Pour dépouiller l’élection, plusieurs autorités vont déchiffrer les bulletins (chacune possède un bout de clé, comme dans l’ouverture des coffres-forts). Pour préserver le secret du vote, les bulletins seront d’abord mélangés et « re-randomisés », une opération qui permet de ne pas les reconnaitre, sans en changer le contenu. D’autre part, les autorités produisent une preuve mathématique, appelée « preuve à divulgation nulle de connaissance » (oui, oui, c’est un nom à rallonge), qui assure qu’elles ont bien déchiffré très exactement tous les bulletins, sans en oublier ni en rajouter. Ainsi, tout le monde peut vérifier que le résultat correspond aux bulletins chiffrés présents dans l’urne publique, même vous. Bon, en pratique, vous n’avez probablement pas les connaissances techniques pour vérifier ces preuves. Mais « n’importe qui » peut le faire, aussi bien un groupe de hackers, que des scientifiques ou des experts que vous aurez mandatés.
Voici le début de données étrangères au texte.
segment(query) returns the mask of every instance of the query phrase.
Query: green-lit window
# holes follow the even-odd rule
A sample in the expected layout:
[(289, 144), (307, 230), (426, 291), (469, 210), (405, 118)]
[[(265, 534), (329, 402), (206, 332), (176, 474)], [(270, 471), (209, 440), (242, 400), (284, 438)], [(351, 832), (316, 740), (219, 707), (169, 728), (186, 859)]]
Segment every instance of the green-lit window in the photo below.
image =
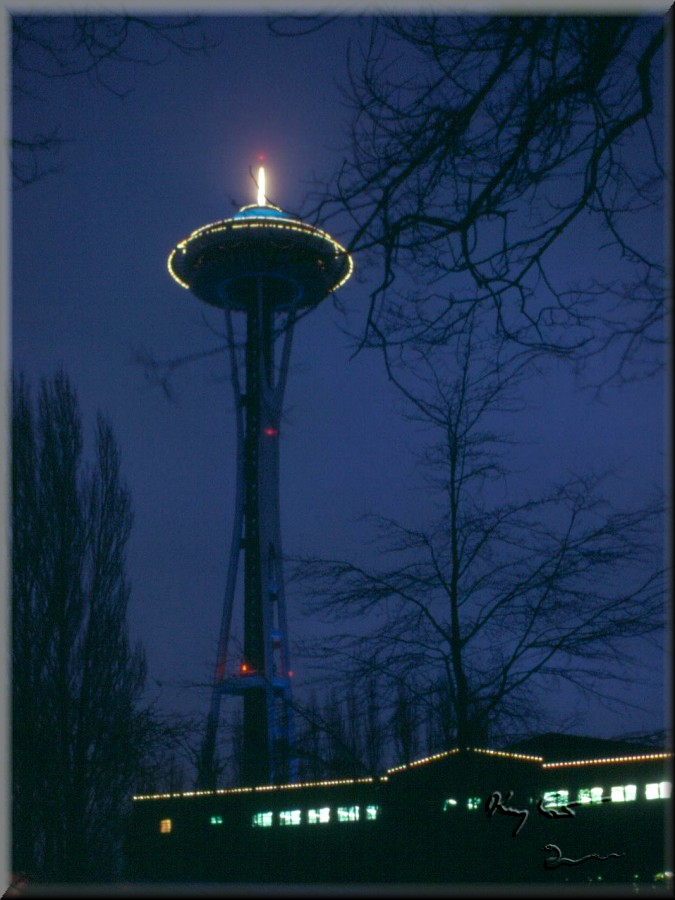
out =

Il reste encore un point délicat : comment être sûr que mon ordinateur de vote a bien chiffré « Titi » si je voulais voter pour « Titi » et qu’il n’a pas chiffré « gros Minet » à la place ? C’est un point que nous ne traitons pas dans Belenios. Des solutions existent, en Suisse par exemple, mais elles demandent que l’électeur reçoive du matériel de vote supplémentaire.

Il est impossible de savoir si une personne qui vote par internet ne subit pas de pressions au moment de mettre son bulletin dans l’urne électronique. N’est-ce pas un problème fondamental ?
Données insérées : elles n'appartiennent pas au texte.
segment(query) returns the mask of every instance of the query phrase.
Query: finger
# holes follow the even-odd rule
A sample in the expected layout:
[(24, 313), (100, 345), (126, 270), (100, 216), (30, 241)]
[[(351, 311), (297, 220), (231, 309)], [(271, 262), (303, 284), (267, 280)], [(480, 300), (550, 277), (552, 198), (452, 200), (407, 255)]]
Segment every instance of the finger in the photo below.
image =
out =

V.C : Tout à fait, avec le vote électronique, il n’y a plus d’isoloir, on ne peut pas savoir si la personne est seule quand elle vote. On connait des histoires où des votants (pour des élections professionnelles) ont été « invités » à voter en utilisant l’ordinateur de local syndical à proximité (« parce que c’est pratique »). Pas forcément facile de voter pour le syndicat concurrent dans ce cas.

Avec le vote électronique on ne peut pas savoir si la personne est seule quand elle vote

Cela dit, il y a des limites. Premièrement, plusieurs systèmes proposent une défense : vous pouvez par exemple voter plus tard et seul le dernier vote est pris en compte. Donc vous votez pour le syndicat quand vous êtes dans le local, et vous recommencez plus tard. Ce n’est pas parfait, mais ça limite. Deuxièmement, ce n’est pas faisable à grande échelle, alors que l’achat de vote en achetant les identifiants peut, lui, être conduit plus largement.

Bref, c’est un problème important, qui ne me parait pas être le « plus important » au sens où il y a pire, mais c’est bien une des difficultés.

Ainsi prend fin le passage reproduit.